Les dernières recommandations internationales sur le traitement des vaches laitières au tarissement prévoient l’application systématique d’un obturateur interne1. Vétérinaire praticien à Saint-Flour dans le Cantal, Olivier Salat était précurseur de ces nouvelles pratiques, mises en place dans sa clientèle depuis plusieurs années avec des retours positifs.

« La santé mammaire au tarissement est absolument clé », rappelle Olivier Salat. En effet, la période du tarissement est la plus à risque de nouvelles infections intra-mammaires d’origine environnementale, qui se traduiront par des mammites en début de lactation.

La formation d’un bouchon de kératine est physiologique après le tarissement, fermant le canal du trayon et prévenant l’entrée des germes dans la mamelle.

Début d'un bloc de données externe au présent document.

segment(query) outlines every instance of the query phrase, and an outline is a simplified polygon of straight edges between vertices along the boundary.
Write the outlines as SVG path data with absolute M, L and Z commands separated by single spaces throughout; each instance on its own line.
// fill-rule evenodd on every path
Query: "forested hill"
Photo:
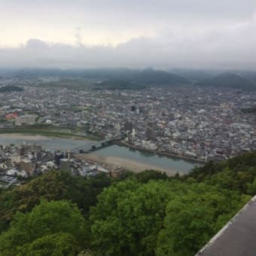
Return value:
M 255 90 L 256 86 L 247 78 L 240 75 L 224 73 L 215 76 L 212 78 L 203 80 L 197 83 L 201 86 L 212 86 L 212 87 L 229 87 L 233 89 L 241 89 L 242 90 Z
M 52 171 L 0 193 L 0 255 L 194 255 L 256 193 L 256 153 L 185 176 Z

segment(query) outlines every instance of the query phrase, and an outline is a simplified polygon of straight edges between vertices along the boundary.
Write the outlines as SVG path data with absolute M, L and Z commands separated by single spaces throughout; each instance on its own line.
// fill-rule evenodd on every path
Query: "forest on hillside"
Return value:
M 0 255 L 194 255 L 255 194 L 255 152 L 184 176 L 52 171 L 0 190 Z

Toutefois, pour 30 % des trayons, ce bouchon n’est pas suffisamment hermétique2. Le premier objectif d’appliquer un obturateur au tarissement est de constituer une barrière physique protégeant contre ces germes durant toute la période sèche jusqu’au vêlage.

Associé à un antibiotique intra-mammaire, l’obturateur en optimise aussi l’efficacité car il prévient les pertes de produit survenant dans les jours qui suivent. De plus, utilisé seul chez les vaches aux mamelles saines, il contribue à la réduction des usages d’antibiotiques et aux risques de résidus dans le colostrum.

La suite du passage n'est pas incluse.